MOYEN ANNEXE au présent arrêt :
Moyen produit par la SCP Defrenois et Levis, avocat aux Conseils pour la société Banque populaire Lorraine Champagne
Il est fait grief à l'arrêt confirmatif attaqué d'AVOIR dit que la créance de la Banque Populaire Lorraine Champagne était rejetée en totalité ;
AUX MOTIFS ADOPTES QU' il appartenait à la Banque Populaire Lorraine d'apporter tous les éléments permettant au mandataire d'établir la créance au moment de la vérification du passif ; que ces éléments devaient être effectivement produits dans le délai de 30 jours de la contestation du représentant des créanciers ; que la Banque Populaire Lorraine est un établissement financier disposant d'une structure suffisante permettant de soutenir son dossier et de transmettre les pièces réclamées dans les délais ; que le moyen exposé, à savoir que cet établissement financier ne disposait pas du double des justificatifs ne sera donc pas retenu ;
ET AUX MOTIFS PROPRES QUE s'il ne saurait être contesté que la production des justificatifs revêt un caractère tardif, il ne saurait être davantage discuté que le juge-commissaire se trouvait en possession de ces éléments au moment où il a statué ; qu'il est constant que l'obligation de procéder à une analyse des pièces produites par la Banque Populaire Lorraine Champagne ne pouvait incomber au juge-commissaire qu'à la condition que celle-ci eut répondu dans le délai de 30 jours au courrier du 1er octobre 2003 ; que le seul document adressé à Me Hervé X... ès qualités dans ledit délai est le courrier en date du 16 octobre 2003, par lequel la Banque Populaire Lorraine Champagne a répondu à Me Hervé X... ès qualités : « Maître, nous faisons suite à votre lettre de contestation de créances relatives à l'absence de justificatifs joints à notre déclaration de créances.
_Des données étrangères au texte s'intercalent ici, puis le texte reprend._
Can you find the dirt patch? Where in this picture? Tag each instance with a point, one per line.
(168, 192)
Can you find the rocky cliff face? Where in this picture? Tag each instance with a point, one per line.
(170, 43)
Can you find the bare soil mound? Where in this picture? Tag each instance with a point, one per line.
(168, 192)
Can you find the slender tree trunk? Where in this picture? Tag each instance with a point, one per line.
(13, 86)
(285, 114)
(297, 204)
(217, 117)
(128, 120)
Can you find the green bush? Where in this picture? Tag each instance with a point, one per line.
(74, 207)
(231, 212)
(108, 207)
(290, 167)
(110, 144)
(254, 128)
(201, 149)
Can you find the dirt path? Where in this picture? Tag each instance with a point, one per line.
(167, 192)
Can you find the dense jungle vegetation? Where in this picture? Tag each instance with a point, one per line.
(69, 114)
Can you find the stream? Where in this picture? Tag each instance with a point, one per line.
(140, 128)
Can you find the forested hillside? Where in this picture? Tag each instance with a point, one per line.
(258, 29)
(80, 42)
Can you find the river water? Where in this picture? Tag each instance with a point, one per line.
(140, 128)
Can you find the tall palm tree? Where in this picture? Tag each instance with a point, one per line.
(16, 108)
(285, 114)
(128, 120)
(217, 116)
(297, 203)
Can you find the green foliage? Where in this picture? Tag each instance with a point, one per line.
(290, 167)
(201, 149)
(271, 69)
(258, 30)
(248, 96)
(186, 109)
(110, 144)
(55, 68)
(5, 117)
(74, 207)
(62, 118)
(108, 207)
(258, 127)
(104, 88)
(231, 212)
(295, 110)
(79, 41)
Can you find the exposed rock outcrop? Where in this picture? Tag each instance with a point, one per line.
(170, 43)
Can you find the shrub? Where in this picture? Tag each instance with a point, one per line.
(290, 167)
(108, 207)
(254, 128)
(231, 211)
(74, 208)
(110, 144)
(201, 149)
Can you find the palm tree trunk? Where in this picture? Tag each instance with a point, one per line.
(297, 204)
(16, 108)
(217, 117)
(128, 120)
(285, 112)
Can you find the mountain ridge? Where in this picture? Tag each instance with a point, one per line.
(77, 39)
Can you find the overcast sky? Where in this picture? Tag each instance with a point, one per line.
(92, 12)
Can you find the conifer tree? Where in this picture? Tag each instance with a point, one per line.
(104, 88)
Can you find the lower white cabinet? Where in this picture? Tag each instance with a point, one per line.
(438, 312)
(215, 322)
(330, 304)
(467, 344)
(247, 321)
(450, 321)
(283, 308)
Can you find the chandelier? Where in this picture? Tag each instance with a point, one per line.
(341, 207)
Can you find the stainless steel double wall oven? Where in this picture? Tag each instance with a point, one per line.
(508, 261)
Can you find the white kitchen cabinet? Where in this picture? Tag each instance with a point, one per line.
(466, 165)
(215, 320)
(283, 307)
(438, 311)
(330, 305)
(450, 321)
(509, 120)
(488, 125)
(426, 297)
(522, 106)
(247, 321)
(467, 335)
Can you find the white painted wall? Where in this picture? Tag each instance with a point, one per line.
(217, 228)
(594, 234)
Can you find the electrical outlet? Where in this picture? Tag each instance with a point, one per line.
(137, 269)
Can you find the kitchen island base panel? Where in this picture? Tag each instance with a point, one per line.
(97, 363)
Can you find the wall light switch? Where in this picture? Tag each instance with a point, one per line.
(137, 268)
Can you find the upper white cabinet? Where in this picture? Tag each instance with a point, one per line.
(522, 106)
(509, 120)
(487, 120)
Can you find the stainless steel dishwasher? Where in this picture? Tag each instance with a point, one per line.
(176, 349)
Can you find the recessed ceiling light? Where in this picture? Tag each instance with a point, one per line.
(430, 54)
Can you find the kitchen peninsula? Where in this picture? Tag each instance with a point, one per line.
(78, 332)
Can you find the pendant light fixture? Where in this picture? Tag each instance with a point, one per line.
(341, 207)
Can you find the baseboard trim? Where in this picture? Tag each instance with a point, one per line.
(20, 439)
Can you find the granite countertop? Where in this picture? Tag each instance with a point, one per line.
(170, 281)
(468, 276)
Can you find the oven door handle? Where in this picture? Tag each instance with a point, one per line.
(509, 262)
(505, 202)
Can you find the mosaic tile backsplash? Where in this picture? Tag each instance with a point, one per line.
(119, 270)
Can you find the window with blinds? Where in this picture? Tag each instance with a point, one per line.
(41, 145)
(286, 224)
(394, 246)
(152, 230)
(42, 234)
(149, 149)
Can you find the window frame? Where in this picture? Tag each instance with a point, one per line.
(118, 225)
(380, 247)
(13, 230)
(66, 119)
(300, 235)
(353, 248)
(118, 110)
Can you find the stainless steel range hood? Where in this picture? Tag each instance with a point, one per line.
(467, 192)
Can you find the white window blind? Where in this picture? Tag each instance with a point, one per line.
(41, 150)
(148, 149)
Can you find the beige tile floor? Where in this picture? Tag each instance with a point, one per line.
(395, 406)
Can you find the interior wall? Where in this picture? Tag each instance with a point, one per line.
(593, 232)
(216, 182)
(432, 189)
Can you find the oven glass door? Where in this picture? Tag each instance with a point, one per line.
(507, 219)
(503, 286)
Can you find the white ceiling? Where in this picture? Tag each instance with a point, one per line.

Afin de ménager nos droits, nous vous faisons part de notre désaccord. Toutefois, ces pièces se trouvent entre les mains de notre conseil, nous en demandons retour. Dès réception, nous ne manquerons pas de vous les adresser» ; qu'un tel courrier, émanant d'un établissement financier structuré qui était doté de moyens de nature à lui permettre de fournir des explications suffisamment explicites pour constituer un commencement de preuve du bien-fondé de sa créance, ne saurait s'analyser en une réponse même sommaire, laquelle aurait alors rendu recevable la production tardive de documents complémentaires mais en une absence de réponse ; qu'en retenant que la banque n'avait pas adressé à Me Hervé X... ès qualités dans le délai de 30 jours les observations sollicitées par ce dernier dans son courrier recommandé du 1er octobre 2003, le juge-commissaire a fait une exacte application des dispositions de l'article L. 621-47 du code de commerce alors applicable ;
1/ ALORS QUE, pour rejeter la créance, la cour d'appel a jugé que la lettre de l'exposante en date du 16 octobre 2003, intervenue dans le délai de 30 jours, aux termes de laquelle la banque avait indiqué que « afin de ménager nos droits, nous vous faisons part de notre désaccord. Toutefois, ces pièces se trouvent entre les mains de notre conseil, nous en demandons retour. Dès réception, nous ne manquerons pas de vous les adresser » s'analysait en une absence de réponse et ne satisfaisait en conséquence pas aux dispositions de l'article L. 621-47 du code de commerce ; qu'en statuant ainsi, la cour d'appel a violé les articles L. 621-47 et L. 621-105 du code de commerce, ensemble l'article 72 du décret du 27 décembre 1985 dans leur rédaction antérieure à la loi du 26 juillet 2005 ;
2/ ALORS QUE pour rejeter la créance, la cour d'appel, après avoir constaté que le juge-commissaire se trouvait en possession des éléments justificatifs de la créance au moment où il a statué, a jugé que la production des justificatifs était tardive et que le juge-commissaire n'avait d'obligation de procéder à l'analyse des pièces qu'à la condition que ces pièces aient été produites dans le délai de 30 jours ; qu'en statuant ainsi, la cour d'appel a violé les articles L. 621-44 du code de commerce, dans sa rédaction antérieure à la loi du 26 juillet 2005 et l'article 67 du décret du 27 décembre 1985.